No significant effects on the number of corpora lutea, implants, or live fetuses were observed. Irbesartan had no effect on survival, development, or reproduction of offspring.

Transient toxic effects (increased renal pelvic cavitation, hydroureter or subcutaneous edema) were observed in rat fetuses at doses of 50 mg/kg/day or higher, which resolved after birth.
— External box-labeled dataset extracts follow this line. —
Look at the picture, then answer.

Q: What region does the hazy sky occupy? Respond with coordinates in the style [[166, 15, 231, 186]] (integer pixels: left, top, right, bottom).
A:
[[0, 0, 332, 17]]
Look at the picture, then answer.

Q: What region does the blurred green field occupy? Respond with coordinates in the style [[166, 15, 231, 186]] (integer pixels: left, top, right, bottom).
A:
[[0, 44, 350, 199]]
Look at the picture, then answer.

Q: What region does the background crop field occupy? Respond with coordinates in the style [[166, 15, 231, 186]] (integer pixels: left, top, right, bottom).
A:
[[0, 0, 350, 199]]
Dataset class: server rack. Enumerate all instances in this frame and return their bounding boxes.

In rabbits, maternal mortality, abortion and early resorption were observed at doses of 30 mg/kg/day.

No other teratogenic effects were observed in rats or rabbits.

Amlodipine:

Carcinogenesis: Rats and mice treated with amlodipine in the diet for two years, at concentrations calculated to provide daily dosage levels of 0.5, 1.25 and 2.5 mg/kg/day showed no evidence of carcinogenicity, The highest dose (similar to the maximum recommended human dose of 10 mg on a mg/m2 basis for mice, and about twice* this maximum dose for rats) was close to the maximum tolerated dose for mice but not for rats.

Mutagenesis: Mutagenesis studies revealed no amlodipine - related effects at either the gene or chromosome levels.

Infertility: There was no effect on fertility in rats treated with amlodipine at doses up to 10 mg/kg/day (8 times* the maximum recommended human dose of 10 mg on a mg/m2 basis).

* (based on a 50 kg patient)

The inactive ingredients are: Croscarmellose sodium, microcrystalline cellulose, hypromellose, colloidal anhydrous Silica, magnesium stearate, polyethylene glycol and titanium dioxide. Gizamlo® 150mg/10mg contains red iron oxide (E172). Gizamlo® 300mg/5mg contains yellow iron oxide (E172).

Not applicable.

Do not store above 30°C.

Packs of 30 film coated tablets.

Any unused medicinal product or waste material should be disposed of in accordance with local requirements.